Presa di coscienza

Qual è un finale possibile per quella persona a cui è mancata la “certificazione di qualità”?
Si chiama PRESA DI COSCIENZA. Significa sottrarre attenzione, energie, passioni, a un compito impossibile che ci mangia energie appunto, ma non ci può mantenere quello che ci promette.
La presa di coscienza propizia la sospensione, l’interruzione della COAZIONE A RIPETERE. Dai e dai, ripeti oggi, ripeti domani, se non trovi mai quello che appassionatamente e oscuramente cerchi prima o poi dovrai pure domandarti il perché. E se lo trovi questo perché, e capisci che si trova là e allora mentre tu appassionatamente hai cercato che fosse invece qui e ora, srotolando in questo modo indietro la moviola del tempo, come se il passato fosse presente… purtroppo in questo modo è il presente a rimanere inchiodato sul passato e a vietare il futuro, o quantomeno a disturbarlo.
Se tu, amico/a mio/a, rinuncerai all’onnipotenza – che è solo del Padre eterno, che si sa essere fuori dal tempo, laddove un istante e l’eternità coincidono -, se accetterai il dolore pulito, limpido, cosciente dell’assenza patita della madre e del padre, tutto il dolore del mondo sì, ma non più l’angoscia che in quanto cattiva consigliera ti fa credere che a furia di dai e dai li puoi ritrovare ora.

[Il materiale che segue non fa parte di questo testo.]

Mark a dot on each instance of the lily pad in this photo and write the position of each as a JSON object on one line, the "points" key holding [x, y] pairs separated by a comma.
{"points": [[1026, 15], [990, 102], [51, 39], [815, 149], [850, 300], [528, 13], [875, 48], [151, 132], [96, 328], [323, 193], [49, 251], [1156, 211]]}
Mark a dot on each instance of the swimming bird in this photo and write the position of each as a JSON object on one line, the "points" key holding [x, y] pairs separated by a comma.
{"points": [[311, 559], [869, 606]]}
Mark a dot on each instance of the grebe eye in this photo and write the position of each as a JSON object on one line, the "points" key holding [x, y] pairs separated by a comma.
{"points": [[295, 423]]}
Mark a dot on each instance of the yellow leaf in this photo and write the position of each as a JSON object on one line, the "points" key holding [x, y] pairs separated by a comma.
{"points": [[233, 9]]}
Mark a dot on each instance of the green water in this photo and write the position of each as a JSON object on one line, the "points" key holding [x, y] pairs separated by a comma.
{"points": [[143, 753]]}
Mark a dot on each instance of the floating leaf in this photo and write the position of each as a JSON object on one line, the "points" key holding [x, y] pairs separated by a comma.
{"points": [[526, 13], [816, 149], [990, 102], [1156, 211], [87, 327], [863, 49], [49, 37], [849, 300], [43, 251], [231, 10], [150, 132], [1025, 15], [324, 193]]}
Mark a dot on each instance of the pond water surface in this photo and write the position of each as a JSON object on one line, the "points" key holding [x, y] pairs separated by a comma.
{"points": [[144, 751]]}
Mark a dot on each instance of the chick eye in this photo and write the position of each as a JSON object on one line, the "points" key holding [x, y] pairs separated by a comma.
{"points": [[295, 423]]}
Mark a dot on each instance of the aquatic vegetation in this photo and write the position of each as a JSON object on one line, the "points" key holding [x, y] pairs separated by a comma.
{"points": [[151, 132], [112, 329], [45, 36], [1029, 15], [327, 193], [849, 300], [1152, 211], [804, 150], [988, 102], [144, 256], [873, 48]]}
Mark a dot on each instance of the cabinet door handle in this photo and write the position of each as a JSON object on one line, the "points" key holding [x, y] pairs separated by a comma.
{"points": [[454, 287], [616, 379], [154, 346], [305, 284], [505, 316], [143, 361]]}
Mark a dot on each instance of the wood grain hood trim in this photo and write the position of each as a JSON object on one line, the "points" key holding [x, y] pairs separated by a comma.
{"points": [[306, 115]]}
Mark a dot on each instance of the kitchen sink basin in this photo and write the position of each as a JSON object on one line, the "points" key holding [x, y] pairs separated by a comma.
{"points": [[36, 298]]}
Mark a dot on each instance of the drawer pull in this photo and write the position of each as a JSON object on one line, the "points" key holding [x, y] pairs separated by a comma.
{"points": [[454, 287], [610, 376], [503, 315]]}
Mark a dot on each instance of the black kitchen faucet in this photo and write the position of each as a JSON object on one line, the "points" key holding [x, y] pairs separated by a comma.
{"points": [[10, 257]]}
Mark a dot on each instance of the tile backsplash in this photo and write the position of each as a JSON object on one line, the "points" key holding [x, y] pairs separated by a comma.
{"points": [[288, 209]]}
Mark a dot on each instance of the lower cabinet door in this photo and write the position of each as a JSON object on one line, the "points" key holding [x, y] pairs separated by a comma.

Se sarai capace di rinunciare all’onnipotenza accettando il limite dell’umano potere, smetterai di cercare l’Assoluto accettando che questo si trovi bensì nel giro dei desideri, ma non sulla terra del reale.
Nella realtà troverai persone, donna o uomo che sarà illuminata dal tuo desiderio ma non coinciderà con la madre o padre che ti mancarono là e allora. Non c’è rimedio per questo, il passato non è revocabile, non torna indietro. Se accetterai questo, sarai capace di felicità e di serenità. Felicità mai garantita s’intende. Non esiste costituzionalmente il diritto alla felicità, piuttosto il diritto alla ricerca  e se sei capace la troverai, qua e la, su o giù… mai come condizione costante, ma sempre come sorpresa, in qualche modo poetica.
Se sarai capace di questo, allora potrai dire come il pittore Cézanne: “immaginate di essere morti, freschi freschi di morte e porca miseria vi rimane qualche cosa che non avete fatto in tempo a chiudere. Chiedete al Padre eterno di poter tornare in vita ed Egli vi concede un’ora. Bene, in quell’ora una goccia di rugiada sopra un filo d’erba avrebbe il potere di commuovervi fino alle lacrime.” Così e solo così, con questo stato d’animo il pittore sintetizza insieme il sogno di eternità (perché l’opera d’arte è ferma e congela il tempo divenendo in tal modo praticamente immortale) contemporaneamente però al sentimento della umana comune universale moribilità.

Capisco possa essere difficile da intendere. Magari mi riuscirà meglio in altre occasioni di riprender l’argomento.

Il senso del definire..

Intendiamoci, ciò che merita di essere de-finito è il male, la malattia, la sofferenza, perché definire significa circoscriverla… per poterla aggredire. Ciò che non sopporta invece definizioni è la poesia, la felicità, la sanità stessa. Non è “normale” la sanità, è meravigliosa! E la meraviglia non sopporta definizioni.
Poi certo, i critici d’arte, letteratura, poesia, musica e pittura si sbracciano per definire, ma – a parer mio – perdono un po’ il loro tempo. Perché direi quasi che è nostro diritto, ad ogni rilettura di una pagina poetica, che ne so di Dante o Manzoni, ma anche di un film che ci è piaciuto, sorprenderci poiché essa ci rivela ogni volta un significato nuovo. Sempre spazio quindi alla Sorpresa.
Per questa ragione così come non andrebbe definita la bellezza, la felicità, la poesia, non va definita la persona. Il suo male va definito, o il suo delitto. La persona in quanto singolo, unico e irripetibile, ripeto, non sopporta definizioni. E quando accade, e succede ogni giorno, di usare definizioni dobbiamo sapere che rischiamo di far torto alla Verità più profonda.